In January 1987, during one magical weekend, we went to London and saw QPR play Everton on the Saturday and then to White Hart Lane on the Sunday where George Graham’s Arsenal, including Niall Quinn, beat a Tottenham side which included Glenn Hoddle, Ossie Ardiles and Clive Allen who would score 49 goals that season.

Sport is about memory as much as anything else and so for all these reasons and many unexplained ones, I enjoy going to Loftus Road more than any other ground right now.

Part of the enjoyment also comes from the high-wire act QPR are currently engaged in, desperately trying to avoid relegation for all the usual reasons as well as a few of their own they’ve added just to make it more interesting, like the potential fine when they once again fall under the jurisdiction of the Football League or the ‘nuclear option’ that they would be relegated to the Conference.

They have based their attempt to escape on their form at Loftus Road where they have won four times, drawn with Manchester City and lost inexplicably to Liverpool. It is an atmospheric ground and the atmosphere, of course, comes from the stadium’s design and the way the crowd hangs over the players.

It comes also, I believe, from the history, from the knowledge that men have stood in these seats before, providing support and abuse to players for generations and, in the case of Stan Bowles, providing information on the winner of the 3.10 at Haydock Park.

Last weekend, 17,785 people went to Loftus Road to watch them beat Burnley and there are those with big ambitions for the club who think that is not enough.

QPR are something else now, they are a club that believe that some good will come from everything, even if their speculative attempts to make things better have only made things worse. They are £177m in debt.

QPR have the smallest ground in the Premier League and most of its supporters accept the idea that they must move elsewhere as Loftus Road can’t be expanded. It is a parable for the age. QPR need a bigger stadium so that they aren’t tempted to make the same mistakes as when they spent more than they could afford.

In the season they were relegated if they had doubled their turnover they would still have made a loss. “The club has ambitions to be an established Premier League club,” their website promoting the new ground states, “and it needs a stadium that reflects those ambitions.”
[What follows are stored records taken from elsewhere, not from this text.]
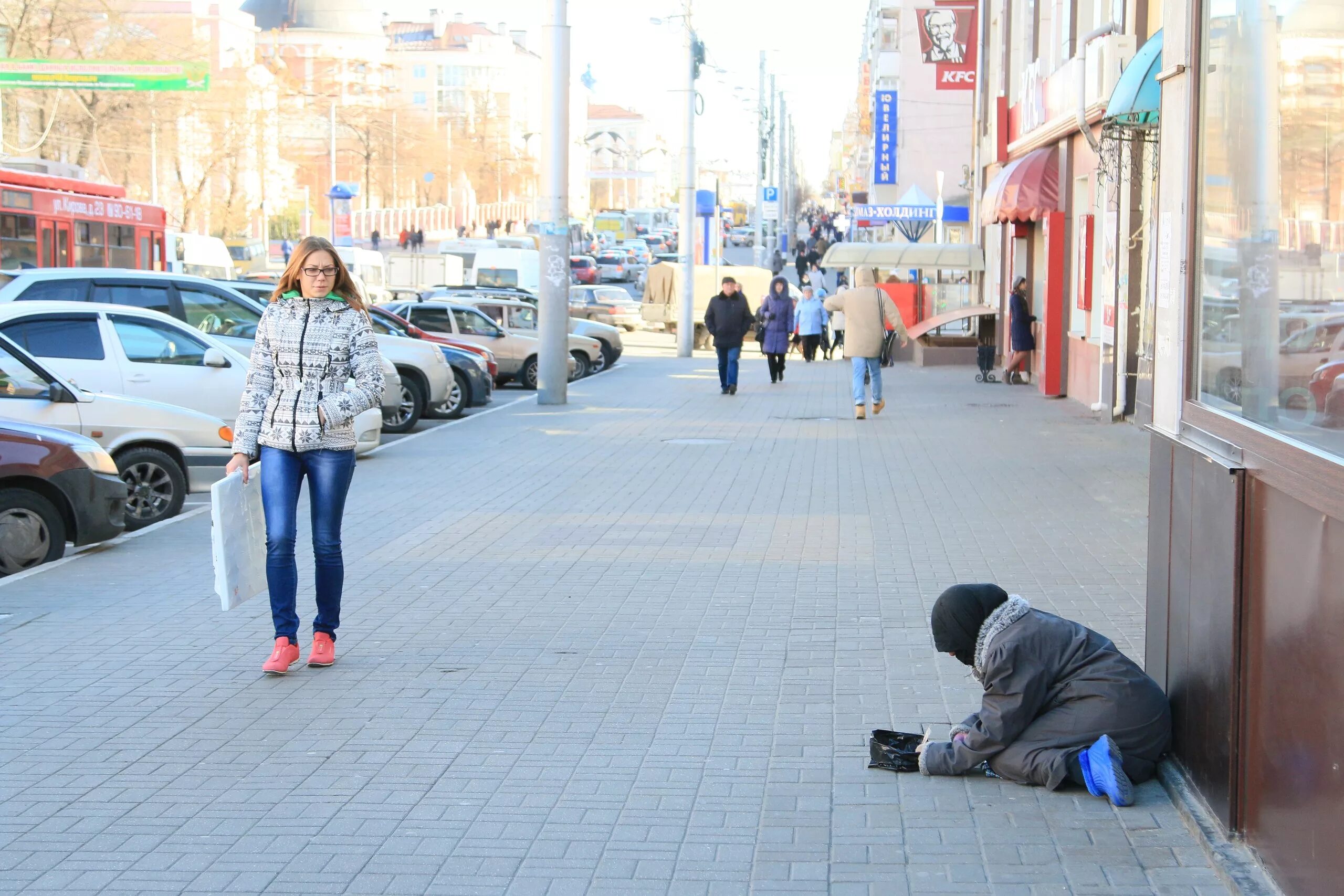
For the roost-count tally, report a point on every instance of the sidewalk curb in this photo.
(1232, 860)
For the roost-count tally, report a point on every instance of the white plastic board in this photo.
(238, 537)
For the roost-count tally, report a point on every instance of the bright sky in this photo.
(811, 47)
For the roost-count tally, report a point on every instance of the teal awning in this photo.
(1138, 96)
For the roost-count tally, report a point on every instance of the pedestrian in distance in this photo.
(872, 311)
(1019, 332)
(777, 313)
(729, 319)
(1061, 704)
(298, 414)
(812, 321)
(836, 333)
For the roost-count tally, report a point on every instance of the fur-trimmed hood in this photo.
(1015, 608)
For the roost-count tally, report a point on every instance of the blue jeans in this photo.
(328, 481)
(873, 366)
(729, 364)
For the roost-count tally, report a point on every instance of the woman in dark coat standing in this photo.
(1061, 702)
(777, 315)
(1019, 331)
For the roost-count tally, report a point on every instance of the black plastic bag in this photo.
(894, 750)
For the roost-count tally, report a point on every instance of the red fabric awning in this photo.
(1026, 190)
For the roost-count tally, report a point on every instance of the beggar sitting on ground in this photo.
(1061, 702)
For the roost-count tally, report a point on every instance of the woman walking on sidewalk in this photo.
(777, 313)
(812, 321)
(1019, 330)
(299, 413)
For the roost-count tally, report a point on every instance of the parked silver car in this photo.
(162, 452)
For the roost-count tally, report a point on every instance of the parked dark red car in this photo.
(584, 269)
(56, 487)
(1327, 398)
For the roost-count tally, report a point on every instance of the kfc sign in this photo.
(948, 42)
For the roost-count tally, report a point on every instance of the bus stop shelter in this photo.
(930, 300)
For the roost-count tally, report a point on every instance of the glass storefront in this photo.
(1270, 250)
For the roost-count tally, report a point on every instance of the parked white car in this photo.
(143, 354)
(519, 318)
(215, 309)
(162, 452)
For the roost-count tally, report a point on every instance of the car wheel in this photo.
(581, 366)
(32, 531)
(1230, 385)
(158, 487)
(459, 397)
(1334, 416)
(409, 412)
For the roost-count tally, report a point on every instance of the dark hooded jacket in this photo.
(1053, 687)
(777, 312)
(729, 320)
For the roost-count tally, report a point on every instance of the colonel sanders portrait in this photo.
(941, 27)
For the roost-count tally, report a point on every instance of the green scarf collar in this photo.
(295, 293)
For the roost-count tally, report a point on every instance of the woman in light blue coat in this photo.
(812, 321)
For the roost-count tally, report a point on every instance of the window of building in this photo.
(1272, 229)
(890, 38)
(18, 241)
(90, 244)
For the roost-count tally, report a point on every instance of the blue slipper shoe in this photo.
(1105, 774)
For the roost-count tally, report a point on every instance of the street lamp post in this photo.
(686, 316)
(554, 300)
(759, 163)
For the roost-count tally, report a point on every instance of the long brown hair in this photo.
(343, 287)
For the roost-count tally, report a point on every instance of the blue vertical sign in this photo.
(885, 138)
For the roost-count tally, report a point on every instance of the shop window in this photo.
(1272, 230)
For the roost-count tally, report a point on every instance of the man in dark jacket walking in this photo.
(729, 319)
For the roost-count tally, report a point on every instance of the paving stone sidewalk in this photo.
(577, 657)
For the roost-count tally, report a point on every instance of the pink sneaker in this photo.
(281, 657)
(324, 650)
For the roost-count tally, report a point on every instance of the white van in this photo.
(200, 256)
(466, 249)
(369, 267)
(519, 268)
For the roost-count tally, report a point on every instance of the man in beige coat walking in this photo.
(867, 313)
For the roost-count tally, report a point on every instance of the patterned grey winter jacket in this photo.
(307, 350)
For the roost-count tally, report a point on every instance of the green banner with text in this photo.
(104, 76)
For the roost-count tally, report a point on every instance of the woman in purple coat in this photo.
(777, 315)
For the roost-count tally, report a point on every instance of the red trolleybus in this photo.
(62, 222)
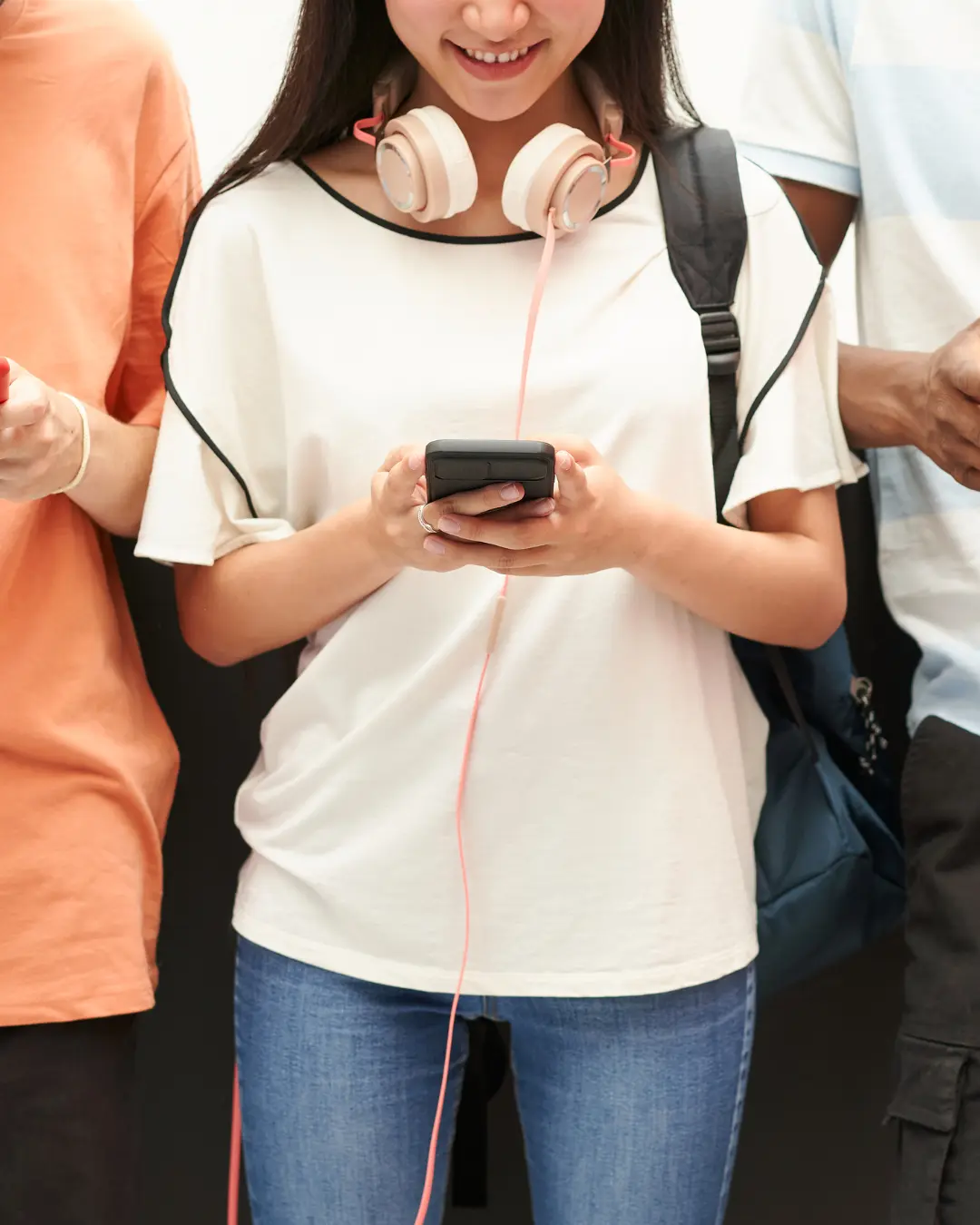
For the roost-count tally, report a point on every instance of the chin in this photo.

To ensure nobody goes crazy with the cheque book again in pursuit of those ambitions and signs the next Jose Bosingwa, it is regrettably necessary to destroy a bit of history, to remove another connection with the past which, and this is what distinguishes it from hopeless nostalgia, also takes something from the future.

QPR will move to a stadium with ample parking and increased revenue streams. Loftus Road will be “redeveloped for other uses”, although it’s unlikely to become a drop-in centre for the Shepherd’s Bush bewildered.
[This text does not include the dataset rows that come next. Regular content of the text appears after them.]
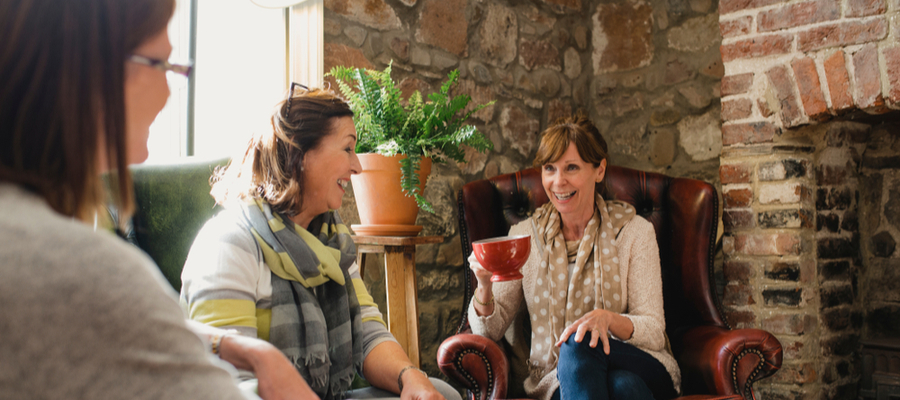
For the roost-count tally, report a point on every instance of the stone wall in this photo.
(807, 245)
(646, 71)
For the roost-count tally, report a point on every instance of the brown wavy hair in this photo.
(271, 167)
(62, 64)
(576, 129)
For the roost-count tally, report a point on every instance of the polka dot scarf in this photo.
(595, 282)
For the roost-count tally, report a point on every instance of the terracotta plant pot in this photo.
(383, 208)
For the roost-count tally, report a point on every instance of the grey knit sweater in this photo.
(639, 266)
(84, 315)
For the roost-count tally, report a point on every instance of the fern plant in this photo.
(422, 128)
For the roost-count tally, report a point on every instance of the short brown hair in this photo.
(62, 65)
(271, 167)
(588, 141)
(576, 129)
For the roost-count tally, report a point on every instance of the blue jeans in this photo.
(626, 373)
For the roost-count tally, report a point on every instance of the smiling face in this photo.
(146, 93)
(327, 169)
(569, 183)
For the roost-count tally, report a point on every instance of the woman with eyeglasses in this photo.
(280, 265)
(85, 314)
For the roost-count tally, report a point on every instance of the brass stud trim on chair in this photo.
(470, 378)
(750, 379)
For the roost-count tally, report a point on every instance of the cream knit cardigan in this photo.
(639, 265)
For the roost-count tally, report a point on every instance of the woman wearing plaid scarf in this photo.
(278, 263)
(592, 283)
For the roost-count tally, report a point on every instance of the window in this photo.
(240, 73)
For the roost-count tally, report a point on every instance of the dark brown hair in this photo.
(576, 129)
(62, 67)
(271, 167)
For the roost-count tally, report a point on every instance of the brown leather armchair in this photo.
(716, 361)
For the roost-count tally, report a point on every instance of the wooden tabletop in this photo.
(396, 240)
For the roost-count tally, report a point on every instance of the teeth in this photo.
(564, 196)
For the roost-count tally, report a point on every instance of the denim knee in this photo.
(627, 385)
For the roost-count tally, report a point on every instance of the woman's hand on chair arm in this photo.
(278, 379)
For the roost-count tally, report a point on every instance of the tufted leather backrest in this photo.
(172, 202)
(683, 212)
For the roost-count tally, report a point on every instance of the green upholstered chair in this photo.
(172, 204)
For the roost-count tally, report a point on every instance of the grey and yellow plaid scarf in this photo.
(315, 312)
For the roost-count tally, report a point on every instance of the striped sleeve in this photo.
(374, 328)
(221, 276)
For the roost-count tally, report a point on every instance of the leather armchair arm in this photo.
(723, 361)
(476, 362)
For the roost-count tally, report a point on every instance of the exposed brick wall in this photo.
(800, 245)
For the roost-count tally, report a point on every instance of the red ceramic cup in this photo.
(503, 256)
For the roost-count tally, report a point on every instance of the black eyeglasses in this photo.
(162, 65)
(294, 85)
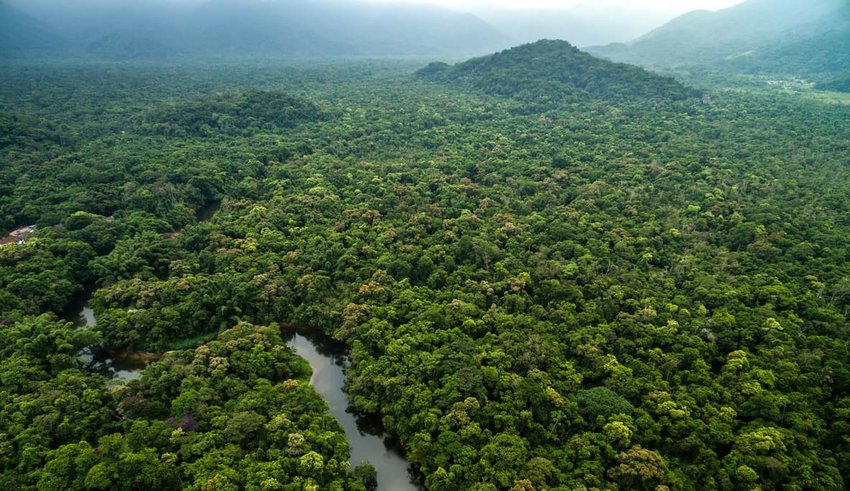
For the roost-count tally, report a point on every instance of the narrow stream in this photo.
(122, 365)
(367, 441)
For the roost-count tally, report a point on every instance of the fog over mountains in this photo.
(219, 28)
(805, 38)
(782, 37)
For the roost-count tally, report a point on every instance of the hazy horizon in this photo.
(581, 22)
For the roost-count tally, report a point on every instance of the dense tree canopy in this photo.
(633, 294)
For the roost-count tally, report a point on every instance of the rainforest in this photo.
(532, 270)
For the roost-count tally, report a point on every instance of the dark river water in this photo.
(124, 365)
(367, 440)
(328, 359)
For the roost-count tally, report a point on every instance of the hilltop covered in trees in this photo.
(637, 295)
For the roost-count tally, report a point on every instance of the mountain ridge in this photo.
(554, 71)
(778, 37)
(229, 28)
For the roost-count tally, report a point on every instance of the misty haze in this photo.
(516, 245)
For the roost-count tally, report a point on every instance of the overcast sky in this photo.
(672, 6)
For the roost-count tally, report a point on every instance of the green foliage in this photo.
(632, 295)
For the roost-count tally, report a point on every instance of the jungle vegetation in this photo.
(636, 292)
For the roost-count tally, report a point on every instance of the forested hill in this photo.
(555, 71)
(779, 37)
Tomorrow QPR play at Goodison Park. They have no points away from home and have scored twice which sounds a lot like the club my uncle fell in love with.

When you walk to Loftus Road, it is that club too, even if it is a club in danger of overlooking the lesson he understood: that there is a liberation, not a restriction, in believing that nothing will come from this.’

dfanning@independent.ie

One thought on “Bright Future must not overlook the Lessons of History

  1. Great article and pure poetry!
    I live away in Essex now having moved from the Bush in my early twenties but when I do return to the Bush it is like slipping a well worn glove on. You can take the man out of the Bush but not the Bush out of the man.
    Great opening few lines and the night matches still have that magical quality that needs bottling for posterity!